Ketua PHRI DIY, Deddy Pranowo Eryono mengatakan capaian okupansi tersebut sedikit lebih rendah dari yang ditargetkan.
Pasalnya PHRI DIY menargetkan okupansi selama libur Israj hingga Imlek bisa mencapai 80 persen.
"Sedikit lebih rendah dari target kami. Rata-rata okupansi 75 persen, tetapi di Kota Yogyakarta ada juga yang bisa mencapai 90 persen, terutama pas tanggal 9 Februari, saat cuti bersama," katanya, Senin (12/02/2024).
Meski sedikit lebih rendah, namun ia tetap bersyukur. Sebab capaian okupansi ini lebih tinggi dibanding Februari 2023 lalu yang hanya 65 persen.
Menurut dia, kondisi situasi politik secara umum di Indonesia, maupun di DIY sedikit banyak mempengaruhi industri perhotelan.
Baca juga: Ribuan Wisatawan Kunjungi Tempat Wisata di Sleman Selama Libur Imlek dan Isra Miraj
Apalagi belakangan ini di DIY cukup banyak kegiatan yang mengundang massa, sehingga wisatawan berpikir dua kali untuk datang.
"Seperti hari ini, ada selebaran dari Kapanewon Depok (terkait demontrasi Gejayan Memanggil Lagi). Sudah menyebar kemana-mana. Hal seperti ini sangat mempengaruhi industri perhotelan," terangnya.

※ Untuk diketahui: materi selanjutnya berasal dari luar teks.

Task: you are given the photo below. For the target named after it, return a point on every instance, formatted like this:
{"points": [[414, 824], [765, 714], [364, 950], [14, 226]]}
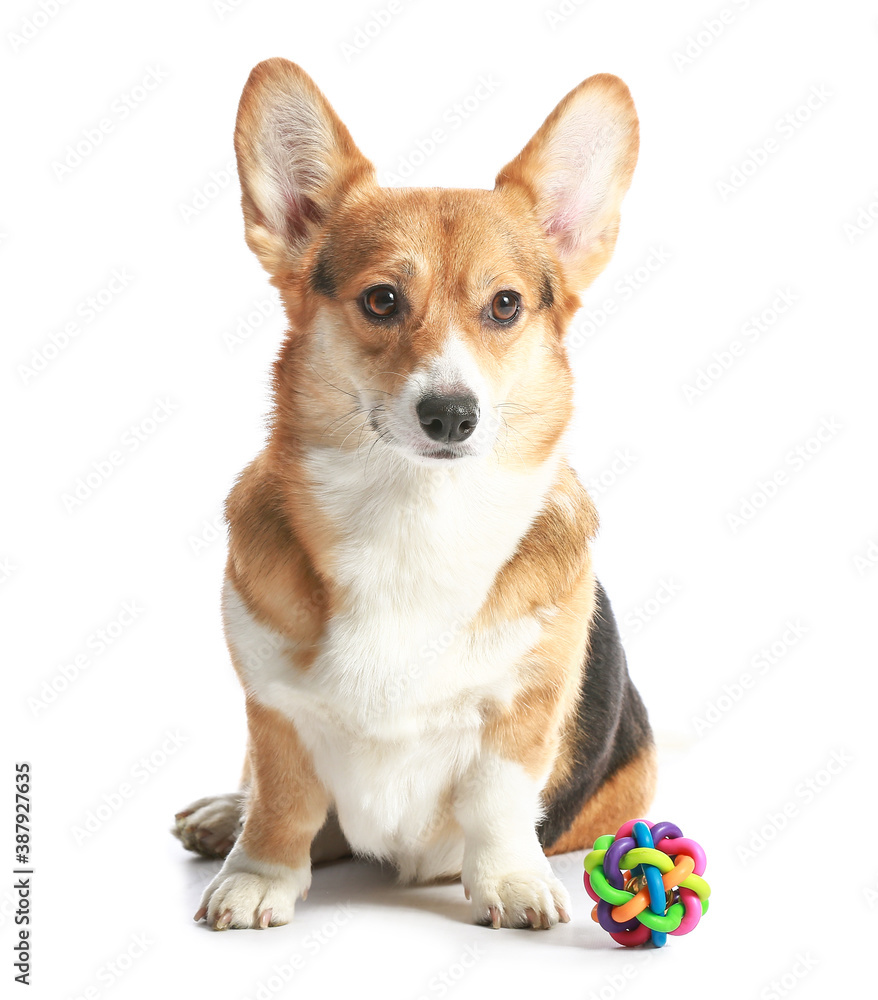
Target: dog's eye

Deddy melanjutkan reservasi hotel mulai turun drastis. Ia mencatat reservasi pada 12-17 Februari 2024 hanya sekitar 10-20 persen saja. Selain karena Pemilu, situasi politik yang belakangan memanas juga mempengaruhi.
Tidak sedikit pula wisatawan yang akhirnya memilih untuk mengalihkan tanggal pemesan. Lebih dari 25 persen pesanan dialihkan ke awal Maret, sambil melihat perkembangan politik ke depan.

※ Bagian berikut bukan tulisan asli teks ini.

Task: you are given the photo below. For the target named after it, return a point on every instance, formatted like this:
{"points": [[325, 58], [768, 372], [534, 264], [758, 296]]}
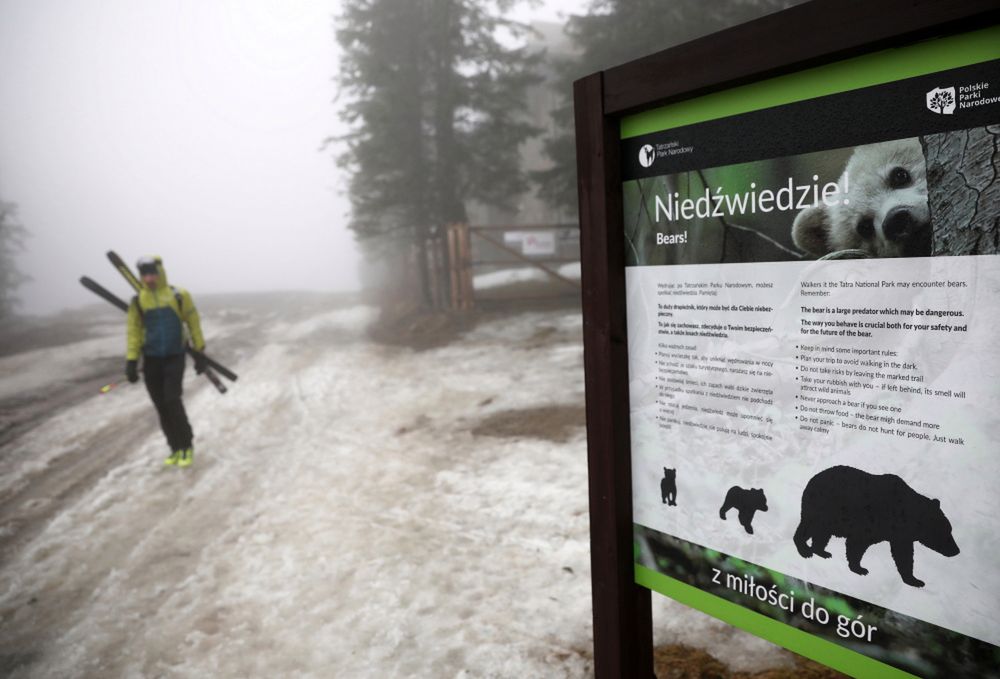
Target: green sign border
{"points": [[796, 640], [923, 58]]}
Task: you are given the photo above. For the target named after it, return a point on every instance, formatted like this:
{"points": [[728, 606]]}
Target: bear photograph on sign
{"points": [[812, 371], [914, 197]]}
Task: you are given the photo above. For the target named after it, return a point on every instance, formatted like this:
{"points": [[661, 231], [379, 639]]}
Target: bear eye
{"points": [[899, 178]]}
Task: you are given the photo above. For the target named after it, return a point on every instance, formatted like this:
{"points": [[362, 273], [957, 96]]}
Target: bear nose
{"points": [[899, 223]]}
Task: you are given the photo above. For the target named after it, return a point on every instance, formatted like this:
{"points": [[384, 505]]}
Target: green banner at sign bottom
{"points": [[795, 640]]}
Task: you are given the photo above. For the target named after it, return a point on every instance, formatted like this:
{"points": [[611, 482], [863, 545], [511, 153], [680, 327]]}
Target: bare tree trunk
{"points": [[964, 190]]}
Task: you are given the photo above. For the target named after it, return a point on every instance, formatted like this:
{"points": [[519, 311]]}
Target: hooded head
{"points": [[151, 272]]}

Itu pula yang membuat hotel-hotel di DIY membuat promo spesial untuk tanggal 14-15 Februari 2024.
"Ada hotel yang memberikan diskon 20 persen, 30 persen. Kenapa? Ya untuk mendongkrak okupansi. Karena reservasi turun drastis, pada periode 12-17 Februari itu cuma 10-20 persen. Yang menggeser tanggal juga banyak, lebih dari 25 persen. Yang reservasi juga masih pikir-pikir, karena belum dibayar. Baru booking kamar, tapi belum sampai pembayaran," imbuhnya. (maw)

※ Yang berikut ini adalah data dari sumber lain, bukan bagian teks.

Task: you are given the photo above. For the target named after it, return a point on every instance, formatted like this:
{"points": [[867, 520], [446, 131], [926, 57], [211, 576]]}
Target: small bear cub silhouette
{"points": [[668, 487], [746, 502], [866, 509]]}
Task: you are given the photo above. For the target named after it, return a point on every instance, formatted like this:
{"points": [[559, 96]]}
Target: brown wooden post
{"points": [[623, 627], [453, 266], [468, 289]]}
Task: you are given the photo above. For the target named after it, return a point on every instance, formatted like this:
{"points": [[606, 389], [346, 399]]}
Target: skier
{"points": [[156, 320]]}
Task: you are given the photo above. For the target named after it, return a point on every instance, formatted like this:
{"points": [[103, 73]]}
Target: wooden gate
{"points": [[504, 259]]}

| DIY Bersiap Sambut Momen Libur Sekolah 2026, Okupansi Hotel Ditargetkan Tembus 85 Persen |
|
|---|
| Tak Ada Peningkatan Volume Sampah di Pantai Parangtritis Selama Momen Libur Panjang |
|
|---|
| Waisak 2570 BE Bawa Berkah Ekonomi, Hotel dan Homestay di Borobudur Ludes Terisi |
|
|---|
| Libur Iduladha, Okupansi Hotel di Bumi Projotamansari Bertahan di Angka 50 Persen |
|
|---|
| Tujuh Hotel di DIY Jadi Sasaran Penipuan, Nomor Telepon Diubah hingga Munculnya Akun Palsu |
|
|---|
:quality(30):format(webp):focal(0.5x0.5:0.5x0.5)/jogja/foto/bank/originals/Warga-Pergoki-Hotel-Buang-Sampah-di-Jalanan-Ini-Tanggapan-PHRI-DIY.jpg)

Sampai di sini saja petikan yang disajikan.